III

Nous ne venions que pour la Seine et nous y passions nos journées. En trois ans, nous ne fîmes pas une promenade à pied ; tandis qu’il n’était point d’île, de petit bras, de baie que nous ne connussions. Les arbres du bord étaient devenus nos amis ; nous aurions dit le nombre des roches, nous étions chez nous à une lieue, en amont et en aval. Aujourd’hui, lorsque je ferme les yeux, ce bout de Seine se déroule encore, avec ses rideaux de peupliers, ses berges toutes fleuries de grandes fleurs bleues et violettes, ses îles désertes aux herbes géantes.

Notre aubergiste avait une barque, un peu lourde, construite au Havre, je crois, et qui pouvait contenir cinq ou six personnes. Elle devait être solide, pour résister aux terribles aventures qu’elle traversait.
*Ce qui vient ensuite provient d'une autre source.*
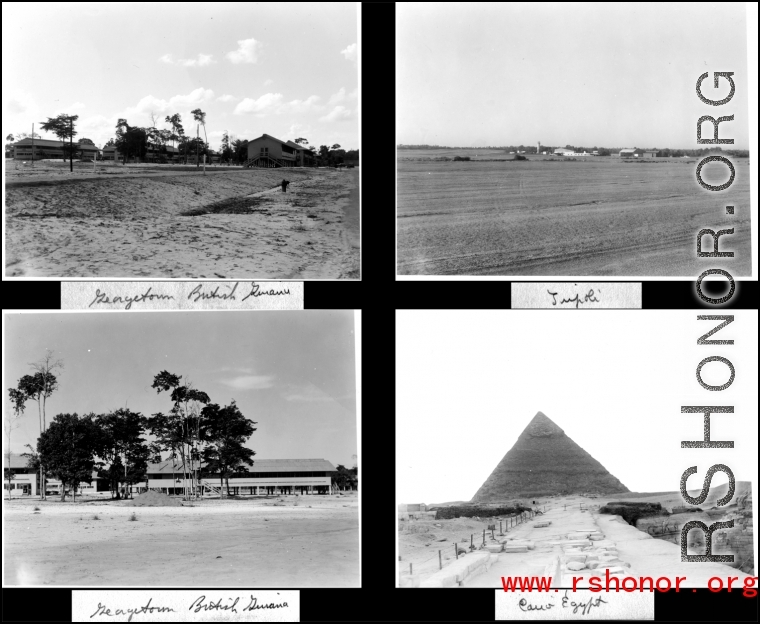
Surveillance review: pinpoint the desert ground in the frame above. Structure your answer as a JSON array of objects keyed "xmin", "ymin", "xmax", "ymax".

Nous la poussions contre les berges, sans ménagement aucun ; nous passions par-dessus les arbres tombés, nous l’enfoncions dans le sable, et si profondément, que nous devions nous mettre à l’eau, les jambes nues, afin de l’en tirer. Elle se contentait de craquer, ce qui nous faisait rire. Parfois, cédant à une pensée malfaisante, voulant l’éprouver, disions-nous, nous la jetions sur de grosses pierres, d’un violent coup de rames. Nous tombions à la renverse, tant le choc était rude ; elle, entamée, avait une plainte sourde, et nous étions enchantés.

J’ignore si l’aubergiste se doutait des expériences que nous faisions subir à la solidité de sa barque ; mais je me rappelle l’avoir vu, songeur et attendri devant elle, à des heures où il ne se croyait pas remarqué. Il se baissait, il l’examinait, la touchait d’un air de paternité inquiète. C’était un homme doux. Jamais il n’osa se plaindre.